Hi, I’m on the Shitty Media Men list, but maybe you already knew that - coloneltcb
https://medium.com/@mike_tunison/hi-im-on-the-shitty-media-men-list-but-maybe-you-already-knew-that-f446aed1f93b
======
charleshe
Hi Mike,

I have one limited question and I want to be careful. This is what it is:

You don't wholly disavow any bad behavior. Can you please truthfully,
fulsomely and in detail, describe the original conduct that underlies the
complaint against you?

For example, here is a range of situations, can you state where you conduct
fell under?:

A. You are powerful, systematic predator, like Harvey Weinstein, or Roger
Ailes, who sits on top of a power system whose social, legal, economic
dynamics you systematically exploit to abuse and entrap your victims.

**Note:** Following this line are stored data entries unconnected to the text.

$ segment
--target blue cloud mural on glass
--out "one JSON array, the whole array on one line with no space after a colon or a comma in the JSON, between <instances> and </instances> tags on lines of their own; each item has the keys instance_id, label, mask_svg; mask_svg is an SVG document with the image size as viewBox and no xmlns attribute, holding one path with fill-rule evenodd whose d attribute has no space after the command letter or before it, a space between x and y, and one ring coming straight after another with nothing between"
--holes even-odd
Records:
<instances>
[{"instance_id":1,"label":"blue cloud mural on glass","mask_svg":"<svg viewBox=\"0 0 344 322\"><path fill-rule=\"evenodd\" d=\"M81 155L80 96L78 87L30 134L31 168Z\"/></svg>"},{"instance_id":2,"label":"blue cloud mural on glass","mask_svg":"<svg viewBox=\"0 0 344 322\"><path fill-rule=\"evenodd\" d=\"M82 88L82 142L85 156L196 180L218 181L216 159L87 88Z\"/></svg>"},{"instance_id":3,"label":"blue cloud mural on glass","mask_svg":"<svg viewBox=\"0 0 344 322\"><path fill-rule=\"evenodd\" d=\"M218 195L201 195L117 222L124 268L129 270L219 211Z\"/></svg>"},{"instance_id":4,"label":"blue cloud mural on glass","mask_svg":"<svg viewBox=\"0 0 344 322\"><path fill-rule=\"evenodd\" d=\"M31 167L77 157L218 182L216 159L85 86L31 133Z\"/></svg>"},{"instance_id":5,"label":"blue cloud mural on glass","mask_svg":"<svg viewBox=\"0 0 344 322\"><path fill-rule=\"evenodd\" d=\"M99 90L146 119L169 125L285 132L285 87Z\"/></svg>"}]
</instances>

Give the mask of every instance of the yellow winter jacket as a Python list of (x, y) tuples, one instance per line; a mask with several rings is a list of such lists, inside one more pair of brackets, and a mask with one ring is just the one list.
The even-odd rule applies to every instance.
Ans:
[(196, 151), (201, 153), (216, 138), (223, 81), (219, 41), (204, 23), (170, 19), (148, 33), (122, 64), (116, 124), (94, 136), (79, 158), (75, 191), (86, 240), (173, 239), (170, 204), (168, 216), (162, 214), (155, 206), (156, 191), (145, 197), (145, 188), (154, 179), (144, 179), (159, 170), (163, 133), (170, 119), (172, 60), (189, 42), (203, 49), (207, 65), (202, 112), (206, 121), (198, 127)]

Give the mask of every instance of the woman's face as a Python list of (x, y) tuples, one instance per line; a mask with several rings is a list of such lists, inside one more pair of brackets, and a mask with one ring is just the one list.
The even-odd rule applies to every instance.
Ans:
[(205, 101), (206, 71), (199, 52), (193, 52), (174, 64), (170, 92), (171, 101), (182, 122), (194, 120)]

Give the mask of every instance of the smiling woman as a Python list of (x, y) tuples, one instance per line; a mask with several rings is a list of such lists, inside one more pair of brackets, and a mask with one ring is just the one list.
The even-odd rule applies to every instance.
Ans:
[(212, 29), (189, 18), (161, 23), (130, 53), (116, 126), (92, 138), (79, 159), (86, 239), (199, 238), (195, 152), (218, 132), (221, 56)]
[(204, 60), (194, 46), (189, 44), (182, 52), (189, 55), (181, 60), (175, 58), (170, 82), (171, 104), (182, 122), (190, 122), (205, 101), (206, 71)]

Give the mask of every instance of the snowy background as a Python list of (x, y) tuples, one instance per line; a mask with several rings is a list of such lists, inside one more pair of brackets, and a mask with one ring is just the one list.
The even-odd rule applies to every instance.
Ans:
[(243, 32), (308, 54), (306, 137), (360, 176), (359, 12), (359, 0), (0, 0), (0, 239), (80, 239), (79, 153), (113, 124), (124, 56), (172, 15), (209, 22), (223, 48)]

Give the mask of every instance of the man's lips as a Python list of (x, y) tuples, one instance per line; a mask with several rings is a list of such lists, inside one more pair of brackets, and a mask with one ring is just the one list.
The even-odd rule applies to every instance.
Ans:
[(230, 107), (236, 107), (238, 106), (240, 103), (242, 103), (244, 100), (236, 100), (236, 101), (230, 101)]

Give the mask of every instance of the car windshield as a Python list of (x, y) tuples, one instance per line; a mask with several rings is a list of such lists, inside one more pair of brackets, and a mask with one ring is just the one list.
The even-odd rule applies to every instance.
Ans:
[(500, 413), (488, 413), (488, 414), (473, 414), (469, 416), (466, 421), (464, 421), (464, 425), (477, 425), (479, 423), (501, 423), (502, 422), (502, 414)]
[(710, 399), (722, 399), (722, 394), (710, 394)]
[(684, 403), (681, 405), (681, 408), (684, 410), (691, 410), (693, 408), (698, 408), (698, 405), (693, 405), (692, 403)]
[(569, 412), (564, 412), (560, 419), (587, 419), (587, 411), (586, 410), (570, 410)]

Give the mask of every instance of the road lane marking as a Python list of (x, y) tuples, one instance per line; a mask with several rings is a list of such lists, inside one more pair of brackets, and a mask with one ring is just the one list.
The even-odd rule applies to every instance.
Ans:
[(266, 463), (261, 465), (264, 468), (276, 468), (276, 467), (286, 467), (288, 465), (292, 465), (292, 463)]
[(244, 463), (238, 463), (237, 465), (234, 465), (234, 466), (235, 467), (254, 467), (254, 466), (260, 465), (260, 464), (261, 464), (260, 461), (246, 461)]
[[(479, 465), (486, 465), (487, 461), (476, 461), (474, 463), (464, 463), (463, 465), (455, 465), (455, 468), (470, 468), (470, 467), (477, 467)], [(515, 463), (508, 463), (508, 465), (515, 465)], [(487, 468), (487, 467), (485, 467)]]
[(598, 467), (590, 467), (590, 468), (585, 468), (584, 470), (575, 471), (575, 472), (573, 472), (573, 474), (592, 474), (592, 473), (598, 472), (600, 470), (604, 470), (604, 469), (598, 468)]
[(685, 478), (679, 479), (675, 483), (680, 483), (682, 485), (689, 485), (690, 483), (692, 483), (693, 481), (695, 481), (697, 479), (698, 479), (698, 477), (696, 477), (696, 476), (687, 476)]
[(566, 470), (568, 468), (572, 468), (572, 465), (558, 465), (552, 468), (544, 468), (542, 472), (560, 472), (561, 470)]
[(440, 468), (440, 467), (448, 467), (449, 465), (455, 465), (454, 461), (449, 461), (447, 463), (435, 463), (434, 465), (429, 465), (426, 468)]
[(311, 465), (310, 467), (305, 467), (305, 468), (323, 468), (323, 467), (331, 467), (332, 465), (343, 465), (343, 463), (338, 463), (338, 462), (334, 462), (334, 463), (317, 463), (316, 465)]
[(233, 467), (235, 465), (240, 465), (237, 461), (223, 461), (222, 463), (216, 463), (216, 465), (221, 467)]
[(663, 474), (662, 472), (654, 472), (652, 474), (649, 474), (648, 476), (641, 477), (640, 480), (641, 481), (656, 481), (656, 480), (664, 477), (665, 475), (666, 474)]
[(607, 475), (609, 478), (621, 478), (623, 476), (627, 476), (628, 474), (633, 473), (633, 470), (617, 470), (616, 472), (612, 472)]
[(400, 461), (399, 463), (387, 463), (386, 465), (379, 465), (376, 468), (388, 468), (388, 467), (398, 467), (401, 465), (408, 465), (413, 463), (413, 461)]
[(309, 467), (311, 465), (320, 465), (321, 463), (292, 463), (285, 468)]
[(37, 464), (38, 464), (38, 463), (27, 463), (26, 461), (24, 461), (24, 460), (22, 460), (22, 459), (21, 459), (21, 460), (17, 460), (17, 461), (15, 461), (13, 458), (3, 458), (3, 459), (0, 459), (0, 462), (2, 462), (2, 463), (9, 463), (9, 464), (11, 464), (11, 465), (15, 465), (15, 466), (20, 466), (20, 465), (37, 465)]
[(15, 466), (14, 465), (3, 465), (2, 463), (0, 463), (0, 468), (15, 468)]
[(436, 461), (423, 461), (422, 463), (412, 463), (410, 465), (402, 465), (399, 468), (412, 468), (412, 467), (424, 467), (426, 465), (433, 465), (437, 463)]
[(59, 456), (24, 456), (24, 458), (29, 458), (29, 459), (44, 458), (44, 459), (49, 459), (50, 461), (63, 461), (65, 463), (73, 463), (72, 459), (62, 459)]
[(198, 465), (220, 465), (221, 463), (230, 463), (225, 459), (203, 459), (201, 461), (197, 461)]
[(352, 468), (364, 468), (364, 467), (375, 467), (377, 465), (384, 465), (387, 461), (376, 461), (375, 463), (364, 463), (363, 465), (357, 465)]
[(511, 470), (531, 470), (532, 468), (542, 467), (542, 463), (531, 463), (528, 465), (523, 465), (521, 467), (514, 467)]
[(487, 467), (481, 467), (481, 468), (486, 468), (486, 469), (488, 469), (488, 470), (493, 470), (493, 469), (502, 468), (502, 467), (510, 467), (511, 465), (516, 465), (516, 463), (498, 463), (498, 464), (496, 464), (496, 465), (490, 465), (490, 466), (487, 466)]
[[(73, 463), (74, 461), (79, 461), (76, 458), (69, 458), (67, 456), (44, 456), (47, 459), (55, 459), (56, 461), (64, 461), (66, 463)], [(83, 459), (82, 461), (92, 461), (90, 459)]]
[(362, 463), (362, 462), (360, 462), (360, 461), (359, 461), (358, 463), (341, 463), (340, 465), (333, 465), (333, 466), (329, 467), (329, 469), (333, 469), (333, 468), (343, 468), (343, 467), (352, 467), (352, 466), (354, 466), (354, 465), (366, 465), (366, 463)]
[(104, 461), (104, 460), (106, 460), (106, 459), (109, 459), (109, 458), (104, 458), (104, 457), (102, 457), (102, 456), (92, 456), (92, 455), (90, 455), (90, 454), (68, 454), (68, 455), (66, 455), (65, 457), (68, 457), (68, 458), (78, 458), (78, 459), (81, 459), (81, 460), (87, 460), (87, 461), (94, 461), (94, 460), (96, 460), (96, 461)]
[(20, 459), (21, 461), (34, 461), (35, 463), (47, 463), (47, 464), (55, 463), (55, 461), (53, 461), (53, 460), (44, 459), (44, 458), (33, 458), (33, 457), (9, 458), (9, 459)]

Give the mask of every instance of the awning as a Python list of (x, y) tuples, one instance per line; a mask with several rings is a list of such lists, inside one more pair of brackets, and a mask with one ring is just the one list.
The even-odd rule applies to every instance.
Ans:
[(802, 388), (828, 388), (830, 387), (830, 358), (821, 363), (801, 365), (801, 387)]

B. Without significant official power, you abuse a coworker, by
opportunistically exploiting her/his weaknesses or your institutional
knowledge (note that this can also be extremely damaging to an individual even
without official power).

C. Inside of some sort of relationship, you committed bad behavior, by say,
reacting poorly to a conflict, and took undue actions (messaging, following).

D. You are wholly innocent of any bad behavior. Your inclusion on this list is
is the result of an deliberate campaign of someone with a malicious agenda.

Note that for many reasons and on many layers, I can't judge your situation. I
can't judge your truthfulness. I can't judge the impact to the victim(s), if
any.

The motivation behind this question:

You asked us to read and consider this lengthy personal story, and to be
sympathetic to you.

In this context, the request seems like a useful piece of information, and its
omission would be problematic. Furthermore, even an admission of some guilt,
seems small next to the consequences that you seem to have already endured,
and a natural step toward the "rehabilitation" you presumably seek (I
acknowledge the possibility you are totally innocent).

Finally, and frankly, if you are innocent, you write and act in ways that
raise flags for a perceptive or skeptical reader. For example, you do make
some rejections, "punished for things I didn’t do". However, these aren't
total disavows of bad behavior. Similarly, you focus on details "No HR claim",
all embedded in a highly sympathetic personal narrative.

I've never been accused of any "metoo" behavior. However, I've seen people
"railroaded" many times. Many people react by either gathering overwhelming
force (authority, connections) to vehemently smash the opposing actor, or else
slip away if am unable to do so (I'm not sure this is optimal but seems
reputationally useful). However, I've never seen an innocent person plead or
begged like this.